Nils Borden „Nowe prądy w teorii i praktyce socjonicznej ostatnich lat – rekapitulacja dokonań” (Biuletyn IRS, nr 32/48. Do użytku wewnętrznego)
Tonkai zdążył zapomnieć o głodzie i bólu żołądka. Już widok posterunków brygady specjalnej, rozstawionych wokół budynku Instytutu sprawił, że awantura z Onny oraz wszystkie wydarzenia ostatniego dnia stały się odległe i mało istotne. W czasie, gdy dwóch zbirów w kuloodpornych kamizelkach, kaskach i naramiennikach przypominających ogromne, obwieszone bronią chrząszcze, oglądało jego przepustkę, dostrzegł nad budynkiem wyraźną na tle czarnego nieba poświatę. Sączyła się znad dachu w miejscu, gdzie znajdowało się lądowisko. Nad miastem niósł się cichy, charakterystyczny świst silników lądujących flajterów.
– Proszę – powtórzył dryblas, trzymając w wyciągniętej ku niemu ręce kartę przepustki. Tonkai opuścił głowę i bez słowa skierował się ku wejściu.
Zdążył jeszcze spostrzec, że większość okien Instytutu była ciemna, jedynie dwa lub trzy jarzyły się słabo. Gdyby nie pancerki gwardii na otaczającym budynek parkingu i rozpalone lampy lądowiska, można by pomyśleć, że Instytut jest pusty i uśpiony jak w zupełnie normalną noc.
Przy wejściu musiał pokazać wezwanie i przepustkę po raz drugi, tym razem już strażnikom, pełniącym normalny dyżur na portierni. Obok nich stał barczysty facet w cywilu, z wygolonymi na stalowy kolor policzkami. Zmierzył Tonkaia badawczym spojrzeniem i bez słowa skinął głową w stronę holu. Spod niedopiętej marynarki wystawała mu kolba udarowego pistoletu.

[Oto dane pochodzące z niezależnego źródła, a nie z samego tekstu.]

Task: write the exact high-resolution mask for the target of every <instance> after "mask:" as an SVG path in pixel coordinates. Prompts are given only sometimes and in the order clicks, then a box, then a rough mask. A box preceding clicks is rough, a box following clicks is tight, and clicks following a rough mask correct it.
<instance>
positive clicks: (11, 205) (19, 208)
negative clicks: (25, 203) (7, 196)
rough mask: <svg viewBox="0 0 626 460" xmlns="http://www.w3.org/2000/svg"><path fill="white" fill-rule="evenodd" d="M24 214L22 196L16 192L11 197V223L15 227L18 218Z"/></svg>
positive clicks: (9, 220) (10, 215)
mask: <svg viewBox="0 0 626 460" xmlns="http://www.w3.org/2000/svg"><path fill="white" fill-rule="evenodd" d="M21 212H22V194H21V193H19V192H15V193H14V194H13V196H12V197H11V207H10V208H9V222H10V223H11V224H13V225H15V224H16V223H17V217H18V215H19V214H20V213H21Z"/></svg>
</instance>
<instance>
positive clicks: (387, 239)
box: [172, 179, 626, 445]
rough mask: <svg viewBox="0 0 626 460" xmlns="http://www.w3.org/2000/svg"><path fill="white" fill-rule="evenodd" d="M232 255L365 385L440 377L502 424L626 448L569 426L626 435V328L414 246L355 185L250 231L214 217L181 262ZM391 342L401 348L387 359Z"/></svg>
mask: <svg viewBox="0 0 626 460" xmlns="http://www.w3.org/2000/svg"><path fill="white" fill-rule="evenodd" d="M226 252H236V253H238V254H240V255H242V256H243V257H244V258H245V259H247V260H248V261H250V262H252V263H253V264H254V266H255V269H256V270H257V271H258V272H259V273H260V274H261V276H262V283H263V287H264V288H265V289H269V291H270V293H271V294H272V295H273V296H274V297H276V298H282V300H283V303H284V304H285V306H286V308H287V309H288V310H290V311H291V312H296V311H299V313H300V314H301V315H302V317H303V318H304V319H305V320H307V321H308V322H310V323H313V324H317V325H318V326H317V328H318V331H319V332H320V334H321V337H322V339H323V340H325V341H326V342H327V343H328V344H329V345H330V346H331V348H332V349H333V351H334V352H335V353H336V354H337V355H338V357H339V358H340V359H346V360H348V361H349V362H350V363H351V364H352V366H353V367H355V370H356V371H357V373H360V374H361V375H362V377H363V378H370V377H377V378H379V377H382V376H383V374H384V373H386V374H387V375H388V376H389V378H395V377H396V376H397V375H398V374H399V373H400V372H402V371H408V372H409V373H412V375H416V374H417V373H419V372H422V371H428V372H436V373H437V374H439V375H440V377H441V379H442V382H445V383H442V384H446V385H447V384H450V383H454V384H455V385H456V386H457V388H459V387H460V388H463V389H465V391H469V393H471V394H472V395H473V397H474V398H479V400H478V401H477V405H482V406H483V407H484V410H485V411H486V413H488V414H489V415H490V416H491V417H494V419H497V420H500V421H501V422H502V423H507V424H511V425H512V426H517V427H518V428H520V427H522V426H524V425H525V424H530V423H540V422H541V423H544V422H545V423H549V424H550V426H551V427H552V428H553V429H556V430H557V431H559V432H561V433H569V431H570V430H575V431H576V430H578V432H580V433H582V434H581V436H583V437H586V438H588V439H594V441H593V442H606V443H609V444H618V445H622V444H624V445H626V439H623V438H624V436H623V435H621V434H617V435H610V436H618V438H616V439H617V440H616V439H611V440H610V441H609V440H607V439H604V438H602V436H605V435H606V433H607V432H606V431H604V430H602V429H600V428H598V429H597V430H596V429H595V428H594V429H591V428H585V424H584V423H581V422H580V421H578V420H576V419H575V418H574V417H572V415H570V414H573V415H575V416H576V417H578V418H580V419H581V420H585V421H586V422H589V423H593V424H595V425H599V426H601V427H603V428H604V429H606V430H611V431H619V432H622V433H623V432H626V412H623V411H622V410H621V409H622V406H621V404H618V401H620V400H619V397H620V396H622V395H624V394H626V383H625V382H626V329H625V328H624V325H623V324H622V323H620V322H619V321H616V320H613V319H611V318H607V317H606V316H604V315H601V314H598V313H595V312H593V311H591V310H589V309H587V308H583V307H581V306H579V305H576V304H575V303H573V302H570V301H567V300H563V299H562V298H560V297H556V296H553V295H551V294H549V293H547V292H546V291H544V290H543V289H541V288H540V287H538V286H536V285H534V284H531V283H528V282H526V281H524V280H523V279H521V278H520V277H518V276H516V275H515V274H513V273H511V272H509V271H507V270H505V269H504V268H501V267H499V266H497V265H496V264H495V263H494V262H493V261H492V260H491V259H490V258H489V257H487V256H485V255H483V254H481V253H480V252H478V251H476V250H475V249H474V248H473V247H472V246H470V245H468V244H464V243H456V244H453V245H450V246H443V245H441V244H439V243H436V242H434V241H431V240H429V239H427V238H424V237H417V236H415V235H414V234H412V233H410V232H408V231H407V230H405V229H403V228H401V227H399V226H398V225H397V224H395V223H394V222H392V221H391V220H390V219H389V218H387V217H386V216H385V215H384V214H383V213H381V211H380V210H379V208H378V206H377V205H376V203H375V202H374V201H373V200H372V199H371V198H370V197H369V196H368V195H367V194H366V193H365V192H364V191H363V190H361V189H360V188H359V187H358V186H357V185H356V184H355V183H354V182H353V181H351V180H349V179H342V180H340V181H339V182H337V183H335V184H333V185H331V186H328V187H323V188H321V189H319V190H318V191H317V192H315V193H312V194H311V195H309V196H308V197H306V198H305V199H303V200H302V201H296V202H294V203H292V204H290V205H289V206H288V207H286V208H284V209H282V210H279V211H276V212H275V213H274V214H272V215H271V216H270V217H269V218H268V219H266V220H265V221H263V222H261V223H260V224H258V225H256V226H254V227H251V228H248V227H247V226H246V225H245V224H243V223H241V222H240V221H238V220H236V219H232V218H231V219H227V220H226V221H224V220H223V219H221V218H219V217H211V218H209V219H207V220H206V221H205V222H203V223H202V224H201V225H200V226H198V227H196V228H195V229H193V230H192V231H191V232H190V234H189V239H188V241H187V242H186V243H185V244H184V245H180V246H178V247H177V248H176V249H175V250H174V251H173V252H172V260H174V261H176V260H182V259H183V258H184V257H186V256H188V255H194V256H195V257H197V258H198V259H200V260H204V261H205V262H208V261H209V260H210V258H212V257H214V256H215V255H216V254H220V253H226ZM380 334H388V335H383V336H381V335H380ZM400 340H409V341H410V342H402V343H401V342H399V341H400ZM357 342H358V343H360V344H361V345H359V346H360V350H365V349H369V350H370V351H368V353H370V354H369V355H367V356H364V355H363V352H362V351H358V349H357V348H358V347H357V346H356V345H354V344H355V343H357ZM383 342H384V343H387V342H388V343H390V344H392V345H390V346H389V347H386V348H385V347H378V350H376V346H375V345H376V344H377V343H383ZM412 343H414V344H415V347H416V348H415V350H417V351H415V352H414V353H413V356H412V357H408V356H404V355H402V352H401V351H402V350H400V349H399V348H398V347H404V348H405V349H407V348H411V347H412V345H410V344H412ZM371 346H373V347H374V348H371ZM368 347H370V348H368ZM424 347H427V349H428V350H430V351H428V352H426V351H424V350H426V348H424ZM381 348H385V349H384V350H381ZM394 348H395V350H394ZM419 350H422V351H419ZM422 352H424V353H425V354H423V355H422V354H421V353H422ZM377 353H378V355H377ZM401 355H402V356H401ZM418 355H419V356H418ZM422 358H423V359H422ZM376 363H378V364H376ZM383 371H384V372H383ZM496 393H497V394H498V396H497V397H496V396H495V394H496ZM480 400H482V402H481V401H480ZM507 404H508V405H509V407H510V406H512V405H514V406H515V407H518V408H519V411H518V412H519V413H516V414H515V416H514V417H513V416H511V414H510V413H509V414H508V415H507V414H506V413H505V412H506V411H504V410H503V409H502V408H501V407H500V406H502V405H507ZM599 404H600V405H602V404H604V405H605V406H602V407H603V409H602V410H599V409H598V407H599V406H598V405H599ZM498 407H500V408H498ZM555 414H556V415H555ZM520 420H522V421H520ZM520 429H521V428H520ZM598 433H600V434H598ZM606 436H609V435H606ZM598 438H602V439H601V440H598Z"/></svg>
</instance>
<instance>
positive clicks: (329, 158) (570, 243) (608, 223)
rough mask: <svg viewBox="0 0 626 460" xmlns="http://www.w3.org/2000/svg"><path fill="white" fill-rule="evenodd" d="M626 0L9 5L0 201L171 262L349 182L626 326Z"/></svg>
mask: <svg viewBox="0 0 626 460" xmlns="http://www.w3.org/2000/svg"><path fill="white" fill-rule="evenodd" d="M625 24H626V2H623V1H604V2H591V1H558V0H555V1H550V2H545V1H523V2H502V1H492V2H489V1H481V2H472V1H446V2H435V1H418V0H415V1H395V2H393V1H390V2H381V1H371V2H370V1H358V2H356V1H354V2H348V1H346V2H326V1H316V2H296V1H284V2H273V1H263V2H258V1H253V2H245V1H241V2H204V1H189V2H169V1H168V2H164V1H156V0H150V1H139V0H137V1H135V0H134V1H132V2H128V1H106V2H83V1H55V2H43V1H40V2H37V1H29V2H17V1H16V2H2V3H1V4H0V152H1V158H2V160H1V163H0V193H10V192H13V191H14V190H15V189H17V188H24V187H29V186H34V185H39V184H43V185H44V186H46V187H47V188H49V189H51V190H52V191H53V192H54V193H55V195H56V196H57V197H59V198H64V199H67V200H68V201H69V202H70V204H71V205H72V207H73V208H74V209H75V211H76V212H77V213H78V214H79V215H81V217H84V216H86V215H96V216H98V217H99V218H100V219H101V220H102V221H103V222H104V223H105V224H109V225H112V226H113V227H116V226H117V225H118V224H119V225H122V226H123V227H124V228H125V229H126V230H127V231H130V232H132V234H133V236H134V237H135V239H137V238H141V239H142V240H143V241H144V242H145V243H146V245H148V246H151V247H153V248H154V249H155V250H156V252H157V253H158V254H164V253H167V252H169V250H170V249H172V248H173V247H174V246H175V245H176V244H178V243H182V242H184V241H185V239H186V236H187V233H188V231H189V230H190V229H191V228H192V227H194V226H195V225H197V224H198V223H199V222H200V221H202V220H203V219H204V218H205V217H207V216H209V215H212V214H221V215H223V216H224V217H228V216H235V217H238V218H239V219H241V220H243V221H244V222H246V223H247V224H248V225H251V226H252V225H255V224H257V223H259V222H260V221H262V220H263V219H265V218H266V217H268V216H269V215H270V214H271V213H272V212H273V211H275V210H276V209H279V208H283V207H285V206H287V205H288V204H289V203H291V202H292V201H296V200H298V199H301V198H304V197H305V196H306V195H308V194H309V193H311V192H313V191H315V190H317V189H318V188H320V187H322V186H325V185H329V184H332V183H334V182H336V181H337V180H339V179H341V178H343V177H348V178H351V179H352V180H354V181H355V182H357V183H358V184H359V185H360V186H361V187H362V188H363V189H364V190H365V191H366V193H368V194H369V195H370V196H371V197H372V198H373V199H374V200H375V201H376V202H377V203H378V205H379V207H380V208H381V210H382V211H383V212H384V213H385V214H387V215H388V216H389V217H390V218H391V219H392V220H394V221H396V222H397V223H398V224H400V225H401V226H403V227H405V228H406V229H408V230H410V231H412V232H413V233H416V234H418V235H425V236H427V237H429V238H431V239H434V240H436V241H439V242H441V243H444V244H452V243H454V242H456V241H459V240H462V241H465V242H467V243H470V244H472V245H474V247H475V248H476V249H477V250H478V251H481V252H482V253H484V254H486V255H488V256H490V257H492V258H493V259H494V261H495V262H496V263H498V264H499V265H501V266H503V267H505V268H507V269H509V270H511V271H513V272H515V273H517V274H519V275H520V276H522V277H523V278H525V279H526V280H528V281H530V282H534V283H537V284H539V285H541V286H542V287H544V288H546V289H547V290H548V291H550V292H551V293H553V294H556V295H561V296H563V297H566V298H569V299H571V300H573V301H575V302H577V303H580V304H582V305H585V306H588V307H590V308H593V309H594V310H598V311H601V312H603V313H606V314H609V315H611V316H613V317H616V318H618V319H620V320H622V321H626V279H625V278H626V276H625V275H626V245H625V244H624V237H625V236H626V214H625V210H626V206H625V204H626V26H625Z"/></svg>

Tego typu bronią posługiwali się w zasadzie tylko ochroniarze. Miała bardzo ograniczony zasięg i niedużą celność, ale trafienie z bliska przerabiało przeciwnika na proszek. Obecność przy wejściu faceta z udarowcem pod pachą dawała absolutną pewność, że w budynku znalazł się jeden z ludzi rzadko na co dzień opuszczających piątkę. Tonkai wprawdzie nie potrzebował tego rodzaju wskazówki, podpis pod wezwaniem wystarczał w zupełności. Nadal jednak nie rozumiał, co mogło skłonić senatora do nieoczekiwanej wizyty w Arpanie i dlaczego zechciał on wezwać spotkać się z kapitanem Tonkaiem.